Il y a dix ans, les Indignés ou la naissance d’une nouvelle forme de contestation
Indignés, ils l’étaient et en ont fait leur nom. Il y a dix ans, ils ont investi les places en Espagne, protestant contre la crise, le chômage, la corruption. Une nouvelle forme de contestation qui a inspiré jusqu’à New York.
Mai 2011, la place de la Puerta del Sol, en plein coeur de Madrid, attire soudain les caméras du monde entier.
Les dizaines de milliers de manifestants qui, jour et nuit, y imaginent un monde meilleur fascinent. Retraités, chômeurs ou salariés, ils ont improvisé un village alternatif sous des tentes de fortune et dorment sur des cartons.
« Sans la crise (financière) de 2008, les Indignés n’auraient pas vu le jour », explique Pablo Gallego, l’un des membres de « Une démocratie réelle maintenant » (Democracia real ya), un collectif à l’origine du « 15-M » (15 mai), comme le mouvement est le plus souvent appelé en Espagne.

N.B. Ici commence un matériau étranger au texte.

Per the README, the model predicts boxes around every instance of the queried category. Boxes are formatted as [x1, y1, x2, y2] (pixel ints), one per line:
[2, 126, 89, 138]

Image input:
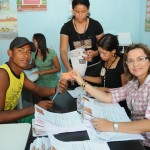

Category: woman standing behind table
[72, 44, 150, 150]
[60, 0, 103, 81]
[30, 33, 60, 87]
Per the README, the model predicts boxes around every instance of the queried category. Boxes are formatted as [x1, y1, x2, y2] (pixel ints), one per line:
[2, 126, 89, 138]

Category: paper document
[48, 134, 110, 150]
[35, 105, 87, 136]
[83, 99, 144, 141]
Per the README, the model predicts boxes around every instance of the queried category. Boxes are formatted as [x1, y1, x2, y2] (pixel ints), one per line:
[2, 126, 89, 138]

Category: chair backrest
[117, 32, 132, 53]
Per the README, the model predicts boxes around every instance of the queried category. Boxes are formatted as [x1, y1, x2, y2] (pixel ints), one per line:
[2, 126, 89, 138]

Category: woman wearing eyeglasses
[72, 44, 150, 149]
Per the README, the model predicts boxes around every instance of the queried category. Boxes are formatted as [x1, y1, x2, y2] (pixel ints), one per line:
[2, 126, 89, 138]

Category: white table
[0, 123, 31, 150]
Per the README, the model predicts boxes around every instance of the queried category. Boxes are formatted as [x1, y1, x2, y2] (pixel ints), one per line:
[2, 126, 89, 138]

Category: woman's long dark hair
[97, 33, 120, 56]
[72, 0, 90, 9]
[69, 0, 90, 19]
[33, 33, 48, 61]
[123, 44, 150, 81]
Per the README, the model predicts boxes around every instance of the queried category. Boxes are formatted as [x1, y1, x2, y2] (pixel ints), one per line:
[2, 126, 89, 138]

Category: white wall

Ce jour-là, dans plusieurs villes d’Espagne, des foules se retrouvent sur les places, répondant aux appels sur les réseaux sociaux « qui ont permis de connecter les plaintes de chacun », décrit Klaudia Alvarez, Indignée à Barcelone et autrice avec Pablo Gallego de « Nous, les Indignés », préfacé par le Français Stéphane Hessel, auteur du manifeste « Indignez-vous ».
Avec un modèle horizontal, sans leader identifié, le mouvement s’organise, loin des syndicats ou des partis politiques.
Ses revendications hétéroclites, aux accents idéalistes, dénoncent en vrac les excès du capitalisme, la précarité, le système électoral favorisant les grands partis… et nourrissent les critiques sur une certaine confusion idéologique.
« Le mouvement n’avait pas d’étiquette (…) mais était très politique », souligne Pablo Gallego, se souvenant « avec beaucoup de tendresse » de ce moment « romantique », de « ces gens qui n’avaient jamais été militants et manifestaient ».
Ras-le-bol
« Nous sommes le peuple », « ils ne nous représentent pas », hurlent-ils, bloquant les expulsions de familles surendettées, clamant leur ras-le-bol de la crise et de l’austérité imposée par « la troïka » (UE, FMI et BCE) dans un pays en proie à un chômage record qui touche alors presque la moitié des moins de 25 ans.
Ils se coordonnent sur les réseaux sociaux : une campagne lancée « au même moment à partir de 80 profils Twitter crée un trending topic » (sujet tendance) qui pourra capter l’attention des médias, se rappelle Francisco Jurado, ancien Indigné à Séville et juriste de 38 ans.
Pour Oscar Rivas, un Indigné de 48 ans de la Puerta del Sol, sur cette place devenue symbole de la protestation, comme recouverte d’un « tapis de personnes », s’invente un nouveau mode de communication pour écourter les assemblées interminables: mains en l’air pour applaudir, des moulins pour signifier qu’on tourne en rond, des bras en croix pour dire son désaccord.
Embarrassé par ce mouvement bénéficiant d’un large soutien populaire, le gouvernement socialiste de l’époque ne donne aucun ordre d’évacuation. La « Spanish revolution » s’intensifie, d’autres campements fleurissent.
Héritage
Mi-juin, les indignés plient bagages et promettent qu’ils ne se tairont pas. Cette fronde essaimera en France, où Nuit Debout et les Gilets Jaunes s’en revendiqueront, en Grèce et jusqu’aux Etats-Unis avec le mouvement « Occupy Wall Street » en septembre 2011.
Trois ans plus tard, Podemos, un nouveau parti de gauche radicale, catalyse une partie de leurs aspirations, même si nombre d’Indignés refusent de le considérer comme leur seul héritier.
Créé par des universitaires, Podemos devient rapidement la troisième force politique du pays et met fin au bipartisme socialistes/conservateurs qui régissait la vie politique espagnole depuis des décennies.
Son ancien leader, Pablo Iglesias, lui-même un ancien Indigné, a été de janvier 2020 à mars 2021 vice-président du gouvernement espagnol.
« Tous les partis ont repris à leur compte les revendications du 15-M », analyse Pablo Simón, professeur de Sciences politiques à l’université Carlos III de Madrid, selon lequel ce mouvement est né d’un « désenchantement à l’égard de la politique traditionnelle ».
Pour lui, « le phénomène aura politisé toute une génération d’Espagnols, en particulier ceux nés après les années 80 ».
Dix ans après, l’indignation est-elle éteinte ? Alors qu’Iglesias vient d’annoncer son retrait de la vie politique après un revers électoral, les frondeurs de la Puerta del Sol estiment avoir semé les graines de la lutte contre le changement climatique ou des gigantesques mobilisations féministes.